In the usual world when exposed to the object any power he begins to move in the direction of application of this force. This phenomenon is described by Newton's second law.

Theoretically, matter can have negative mass — in the same sense that electric charge can be positive or negative. Physicists call this phenomenon the "exotic matter".

Professor Peter Engels from the University of Washington and his colleagues managed to cool atoms of rubidium to a temperature of almost absolute zero (-273 degrees Celsius), creating a so-called condensate Bose-Einstein.

In this chilled condition, a sufficiently large number of atoms turns out to be in their lowest possible quantum States, and quantum effects begin to manifest at a macroscopic level. The atoms move extremely slowly and they behave like waves. They also move synchronously, forming the so-called superticket that flows without losing energy.

Rubidium atoms cooled by laser and kept the sample as long as high energy particles have not moved beyond the laser trap. At this point, the atoms still behave like normal particles with positive mass: if the force that kept the atoms together, came to an end, atoms would be dissipated in different directions under pressure from the Central atoms.

To make the rubidium atoms behave like a substance with negative mass, the researchers sent them on another set of lasers, with which you can change the spin of some atoms.
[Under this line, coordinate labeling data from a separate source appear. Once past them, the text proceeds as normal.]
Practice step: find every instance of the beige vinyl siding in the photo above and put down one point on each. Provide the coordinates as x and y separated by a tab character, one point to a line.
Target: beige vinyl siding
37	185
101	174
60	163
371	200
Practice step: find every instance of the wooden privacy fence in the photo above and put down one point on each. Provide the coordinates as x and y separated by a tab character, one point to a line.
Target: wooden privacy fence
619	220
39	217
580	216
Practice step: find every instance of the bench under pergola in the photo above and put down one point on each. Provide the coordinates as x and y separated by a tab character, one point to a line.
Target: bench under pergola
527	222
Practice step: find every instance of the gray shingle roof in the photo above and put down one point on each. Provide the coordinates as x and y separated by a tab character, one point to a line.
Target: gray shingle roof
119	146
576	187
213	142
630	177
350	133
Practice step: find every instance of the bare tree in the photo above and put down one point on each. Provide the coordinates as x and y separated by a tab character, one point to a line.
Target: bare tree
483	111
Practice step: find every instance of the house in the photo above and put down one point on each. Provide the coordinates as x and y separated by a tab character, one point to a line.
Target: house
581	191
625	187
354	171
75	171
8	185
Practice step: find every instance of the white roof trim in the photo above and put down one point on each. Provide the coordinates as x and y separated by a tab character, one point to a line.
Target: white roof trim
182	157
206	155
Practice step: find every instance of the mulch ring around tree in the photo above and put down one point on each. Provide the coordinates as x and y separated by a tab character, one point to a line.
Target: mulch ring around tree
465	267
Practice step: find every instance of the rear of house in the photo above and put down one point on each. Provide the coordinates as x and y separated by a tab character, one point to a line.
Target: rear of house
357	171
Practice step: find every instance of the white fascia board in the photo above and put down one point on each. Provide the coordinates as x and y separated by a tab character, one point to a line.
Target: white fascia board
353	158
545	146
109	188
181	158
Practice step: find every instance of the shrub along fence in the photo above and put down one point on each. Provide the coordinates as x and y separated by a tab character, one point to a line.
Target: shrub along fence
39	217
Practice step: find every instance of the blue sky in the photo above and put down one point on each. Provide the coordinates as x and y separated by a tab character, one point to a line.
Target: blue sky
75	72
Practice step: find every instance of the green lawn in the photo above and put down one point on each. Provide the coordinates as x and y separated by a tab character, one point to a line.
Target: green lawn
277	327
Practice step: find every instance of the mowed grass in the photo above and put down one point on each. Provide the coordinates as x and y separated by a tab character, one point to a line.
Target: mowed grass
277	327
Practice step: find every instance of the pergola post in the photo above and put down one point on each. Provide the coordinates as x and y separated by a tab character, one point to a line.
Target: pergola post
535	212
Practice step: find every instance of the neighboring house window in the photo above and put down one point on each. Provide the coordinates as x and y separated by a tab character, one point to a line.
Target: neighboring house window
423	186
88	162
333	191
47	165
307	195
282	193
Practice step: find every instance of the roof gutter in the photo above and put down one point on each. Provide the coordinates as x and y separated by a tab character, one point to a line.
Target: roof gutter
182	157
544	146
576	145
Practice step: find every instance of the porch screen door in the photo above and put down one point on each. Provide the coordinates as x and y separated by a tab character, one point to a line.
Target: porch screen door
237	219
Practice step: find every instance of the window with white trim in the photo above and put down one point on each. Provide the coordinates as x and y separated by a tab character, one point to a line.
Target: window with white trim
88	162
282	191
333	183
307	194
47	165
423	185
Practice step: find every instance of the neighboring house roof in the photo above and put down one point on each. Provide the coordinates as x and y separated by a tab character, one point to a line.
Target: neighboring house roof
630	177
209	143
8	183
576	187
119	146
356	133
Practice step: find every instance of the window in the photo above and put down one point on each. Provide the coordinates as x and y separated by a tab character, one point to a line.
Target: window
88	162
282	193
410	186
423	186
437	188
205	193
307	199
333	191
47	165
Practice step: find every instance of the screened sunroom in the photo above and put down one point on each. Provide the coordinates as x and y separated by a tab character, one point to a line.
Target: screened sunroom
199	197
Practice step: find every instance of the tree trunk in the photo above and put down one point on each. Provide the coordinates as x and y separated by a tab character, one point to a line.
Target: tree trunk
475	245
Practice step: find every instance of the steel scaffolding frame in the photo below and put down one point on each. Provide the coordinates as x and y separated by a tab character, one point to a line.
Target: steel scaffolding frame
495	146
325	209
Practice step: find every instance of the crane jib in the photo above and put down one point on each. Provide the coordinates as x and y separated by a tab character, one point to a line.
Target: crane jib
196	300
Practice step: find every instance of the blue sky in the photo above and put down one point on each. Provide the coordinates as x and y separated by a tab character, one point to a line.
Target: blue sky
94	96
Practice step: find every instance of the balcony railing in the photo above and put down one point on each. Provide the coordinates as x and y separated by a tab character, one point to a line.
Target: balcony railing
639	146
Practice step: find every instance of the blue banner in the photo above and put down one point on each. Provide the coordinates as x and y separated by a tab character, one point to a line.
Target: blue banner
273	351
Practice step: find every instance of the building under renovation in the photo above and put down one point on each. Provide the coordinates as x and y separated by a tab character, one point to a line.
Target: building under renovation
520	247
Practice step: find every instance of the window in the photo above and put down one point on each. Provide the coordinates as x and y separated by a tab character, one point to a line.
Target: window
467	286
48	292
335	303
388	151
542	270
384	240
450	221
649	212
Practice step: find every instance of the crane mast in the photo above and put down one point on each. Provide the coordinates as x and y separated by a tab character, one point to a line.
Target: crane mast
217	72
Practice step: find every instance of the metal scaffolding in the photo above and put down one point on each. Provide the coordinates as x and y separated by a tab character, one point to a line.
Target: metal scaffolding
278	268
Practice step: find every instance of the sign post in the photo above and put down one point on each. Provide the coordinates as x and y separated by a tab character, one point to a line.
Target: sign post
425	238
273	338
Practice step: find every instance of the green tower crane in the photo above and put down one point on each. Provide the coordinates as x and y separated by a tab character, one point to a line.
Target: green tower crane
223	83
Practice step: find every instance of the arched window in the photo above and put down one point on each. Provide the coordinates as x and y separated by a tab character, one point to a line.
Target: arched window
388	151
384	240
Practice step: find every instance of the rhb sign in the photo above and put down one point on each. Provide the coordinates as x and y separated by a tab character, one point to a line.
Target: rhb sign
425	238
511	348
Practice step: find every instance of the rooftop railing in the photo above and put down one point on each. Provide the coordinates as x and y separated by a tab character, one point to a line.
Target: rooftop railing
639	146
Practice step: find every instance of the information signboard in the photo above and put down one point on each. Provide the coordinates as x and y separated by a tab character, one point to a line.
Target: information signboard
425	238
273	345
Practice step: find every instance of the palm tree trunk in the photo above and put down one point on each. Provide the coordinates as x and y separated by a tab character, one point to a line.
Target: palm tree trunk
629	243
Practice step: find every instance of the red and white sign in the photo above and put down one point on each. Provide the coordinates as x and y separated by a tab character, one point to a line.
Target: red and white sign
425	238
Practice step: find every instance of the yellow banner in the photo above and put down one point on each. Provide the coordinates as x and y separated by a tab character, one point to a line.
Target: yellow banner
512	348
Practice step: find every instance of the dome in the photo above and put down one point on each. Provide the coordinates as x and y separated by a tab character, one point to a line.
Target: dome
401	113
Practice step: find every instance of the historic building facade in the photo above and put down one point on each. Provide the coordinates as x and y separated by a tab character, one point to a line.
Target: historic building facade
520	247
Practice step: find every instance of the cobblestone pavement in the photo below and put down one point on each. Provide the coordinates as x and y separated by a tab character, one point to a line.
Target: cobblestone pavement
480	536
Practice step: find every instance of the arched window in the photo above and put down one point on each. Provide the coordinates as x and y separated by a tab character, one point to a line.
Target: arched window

Comparing the calculated data with the experimental, physicists have come to the conclusion that at least some of the atoms in a laser trap began to accelerate in the opposite direction of application of force of the atoms, which occupied a Central position in the trap, however, this occurred only for a very short time, after which the atoms quickly return to the behavior characteristic of particles with positive mass.

"If you push a substance with negative mass, it is accelerated in the opposite direction, — explains one of the researchers Professor Michael Forbes. It is reminiscent of the collision of rubidium atoms with an invisible wall".

The results of this experiment may clarify the nature of some of the observed astronomical objects and phenomena, e.g., neutron stars, black holes and dark matter.